Last Sunday Jimmy and I went back to Ooms for a walk.

Oh those wonderful summer meadows! Oh, the smells of summer in the air, of moist earth, lake water, and flowering plant life everywhere! The grasses were hip high now, strewn with daisies and clover and other blossoms I have no names for, the water had already bloomed with algae. There was a family standing at the bank, each of them holding fishing rods in their hands. Birds singing in the trees, meadow larks jubilating in the air, the wind wafting through the grasses. They are too tall for Jacky to run through, so she has to stay on the mown paths. The sky was clear, the clouds were luminous white and puffy, the temperature perfectly beautiful.

The last time I had been here with Jimmy, Constantin, Sophia and Anina, it had been so cold and windy it made my ears ache, and I hadn't been strong enough to walk around all of the lake. Now nothing of that was left. I walked past the pear tree the bird had perched on that had arrested me with it's singing and thought back to that timeless moment of slowness when I was gliding by under it's branches... now they were laden with leaves, sparkled by the sun.

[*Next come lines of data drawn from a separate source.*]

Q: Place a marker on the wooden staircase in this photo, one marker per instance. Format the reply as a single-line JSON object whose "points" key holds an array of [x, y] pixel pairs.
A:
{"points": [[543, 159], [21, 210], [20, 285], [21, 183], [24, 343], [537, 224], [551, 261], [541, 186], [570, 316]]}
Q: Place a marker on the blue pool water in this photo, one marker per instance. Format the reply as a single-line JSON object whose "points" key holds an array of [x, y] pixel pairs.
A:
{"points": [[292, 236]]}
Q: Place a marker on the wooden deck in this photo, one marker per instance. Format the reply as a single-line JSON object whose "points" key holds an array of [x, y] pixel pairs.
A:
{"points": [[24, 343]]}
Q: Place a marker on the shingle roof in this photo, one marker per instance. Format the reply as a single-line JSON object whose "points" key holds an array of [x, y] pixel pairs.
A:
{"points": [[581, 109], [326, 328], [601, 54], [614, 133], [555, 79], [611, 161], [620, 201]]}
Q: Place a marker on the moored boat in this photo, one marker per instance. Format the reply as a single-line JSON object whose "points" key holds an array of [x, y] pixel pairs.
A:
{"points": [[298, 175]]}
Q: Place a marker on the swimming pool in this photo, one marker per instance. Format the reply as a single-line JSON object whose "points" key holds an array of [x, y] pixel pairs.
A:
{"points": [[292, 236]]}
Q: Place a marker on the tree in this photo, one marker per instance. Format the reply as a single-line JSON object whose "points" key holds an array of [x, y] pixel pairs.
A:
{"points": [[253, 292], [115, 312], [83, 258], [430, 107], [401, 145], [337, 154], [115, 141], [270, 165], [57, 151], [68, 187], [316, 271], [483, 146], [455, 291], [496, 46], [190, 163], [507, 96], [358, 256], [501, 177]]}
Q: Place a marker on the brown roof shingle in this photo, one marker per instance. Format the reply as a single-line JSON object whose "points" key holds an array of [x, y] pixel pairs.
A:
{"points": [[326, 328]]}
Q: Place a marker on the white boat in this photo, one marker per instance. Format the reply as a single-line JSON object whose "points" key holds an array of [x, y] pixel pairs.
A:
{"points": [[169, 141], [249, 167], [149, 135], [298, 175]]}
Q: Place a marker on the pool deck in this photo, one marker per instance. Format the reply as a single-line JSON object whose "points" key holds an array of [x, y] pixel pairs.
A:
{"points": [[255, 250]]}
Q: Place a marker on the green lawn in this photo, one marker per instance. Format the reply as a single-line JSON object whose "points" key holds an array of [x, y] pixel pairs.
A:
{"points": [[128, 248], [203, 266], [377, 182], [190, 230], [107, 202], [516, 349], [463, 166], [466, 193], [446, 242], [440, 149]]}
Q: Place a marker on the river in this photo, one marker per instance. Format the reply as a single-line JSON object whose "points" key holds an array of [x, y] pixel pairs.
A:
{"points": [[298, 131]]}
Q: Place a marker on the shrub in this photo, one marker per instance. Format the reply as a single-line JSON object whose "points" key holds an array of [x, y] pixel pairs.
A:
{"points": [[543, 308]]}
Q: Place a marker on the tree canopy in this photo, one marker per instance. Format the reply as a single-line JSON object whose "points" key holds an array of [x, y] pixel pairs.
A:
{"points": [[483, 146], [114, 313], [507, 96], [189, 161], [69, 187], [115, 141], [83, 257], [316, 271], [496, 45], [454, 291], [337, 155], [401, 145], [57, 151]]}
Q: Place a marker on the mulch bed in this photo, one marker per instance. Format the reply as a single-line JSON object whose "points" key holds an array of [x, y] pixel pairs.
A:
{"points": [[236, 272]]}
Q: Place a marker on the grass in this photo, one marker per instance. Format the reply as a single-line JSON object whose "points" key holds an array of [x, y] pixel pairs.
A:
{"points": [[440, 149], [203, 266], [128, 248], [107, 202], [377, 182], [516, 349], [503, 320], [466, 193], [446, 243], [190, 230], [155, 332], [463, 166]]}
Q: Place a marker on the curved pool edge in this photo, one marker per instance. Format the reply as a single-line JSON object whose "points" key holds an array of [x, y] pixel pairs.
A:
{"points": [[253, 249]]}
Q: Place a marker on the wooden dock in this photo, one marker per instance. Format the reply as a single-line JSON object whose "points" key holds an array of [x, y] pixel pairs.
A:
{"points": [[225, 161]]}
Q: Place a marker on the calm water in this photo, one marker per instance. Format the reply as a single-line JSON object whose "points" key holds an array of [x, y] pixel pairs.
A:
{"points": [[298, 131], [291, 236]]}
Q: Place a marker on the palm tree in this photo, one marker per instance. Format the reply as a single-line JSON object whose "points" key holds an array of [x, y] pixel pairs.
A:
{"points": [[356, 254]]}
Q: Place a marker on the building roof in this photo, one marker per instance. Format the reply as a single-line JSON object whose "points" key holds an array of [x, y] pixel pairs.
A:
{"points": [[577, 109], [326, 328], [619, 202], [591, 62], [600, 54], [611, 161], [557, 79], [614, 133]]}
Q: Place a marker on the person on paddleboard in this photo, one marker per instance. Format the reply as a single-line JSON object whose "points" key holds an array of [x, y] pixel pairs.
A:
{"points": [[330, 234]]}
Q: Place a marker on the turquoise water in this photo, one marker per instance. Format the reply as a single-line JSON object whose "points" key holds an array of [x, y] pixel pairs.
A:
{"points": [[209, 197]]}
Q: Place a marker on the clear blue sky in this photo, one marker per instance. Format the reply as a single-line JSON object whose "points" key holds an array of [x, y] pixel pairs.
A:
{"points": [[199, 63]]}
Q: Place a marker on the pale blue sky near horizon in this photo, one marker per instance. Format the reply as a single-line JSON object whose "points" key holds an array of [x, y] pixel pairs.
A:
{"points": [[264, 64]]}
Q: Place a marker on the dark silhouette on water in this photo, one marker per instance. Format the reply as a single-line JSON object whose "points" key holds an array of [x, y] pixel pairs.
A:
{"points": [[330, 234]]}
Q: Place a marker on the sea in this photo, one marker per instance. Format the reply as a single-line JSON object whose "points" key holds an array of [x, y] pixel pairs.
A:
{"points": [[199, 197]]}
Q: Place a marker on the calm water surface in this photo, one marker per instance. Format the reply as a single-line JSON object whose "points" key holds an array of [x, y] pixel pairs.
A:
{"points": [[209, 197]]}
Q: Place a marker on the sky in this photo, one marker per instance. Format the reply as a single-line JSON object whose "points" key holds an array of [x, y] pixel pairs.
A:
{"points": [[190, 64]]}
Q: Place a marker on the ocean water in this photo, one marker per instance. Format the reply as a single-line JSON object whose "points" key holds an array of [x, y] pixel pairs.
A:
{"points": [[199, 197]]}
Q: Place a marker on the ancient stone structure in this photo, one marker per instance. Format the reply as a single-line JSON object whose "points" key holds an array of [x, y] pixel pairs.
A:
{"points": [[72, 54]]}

It's good to feel strong again.

Yoga is a bit of a different matter. I haven't resumed a regular practice and a week ago I went back to Karen's Yoga class at Kripalu. This is a more vigorous class than the practice I do at home, but in the past that had been fine. This was the first time I had been back here in over six months, and, yes, my body feels different. My muscles just didn't want to work that hard. My brain kept saying "it's all right, you can take it slower", or "go ahead, you can sit this one out". But there is that odd pull of the group, the odd need to participate with what everybody else is doing, the strange power that holds you back from doing something different than everybody else. I made it through that class but my bones, and my flesh, and my muscles did not like it all that much. There may be a time in the future when that pace will be right for me again. For now it seems my body wants to move more slowly and less vigorously, and I will honor that. If I go back I will simply tell Karen that I am going sit a few exercises out in between, just so that I know I have an "ally" in the room and that ally will be the instructor herself in front of the room and that'll help.

Two days ago I worked in the garden most of the day. It started out being chilly, then it got warm, then it became colder again and I changed my clothes accordingly. I just puddled along all day with what I wanted to do. This does feel different! In a good way. There is a new luxury in the availability of the thought that I can let it go, that I don't have to meet the hypothetical goal I have set for myself. I can leave things half done, and time will embrace all of it lovingly. It doesn't matter if not all pots are planted; it doesn't matter if one flower bed never gets weeded this year. Time has become more of a friendly companion than an anxious competitor.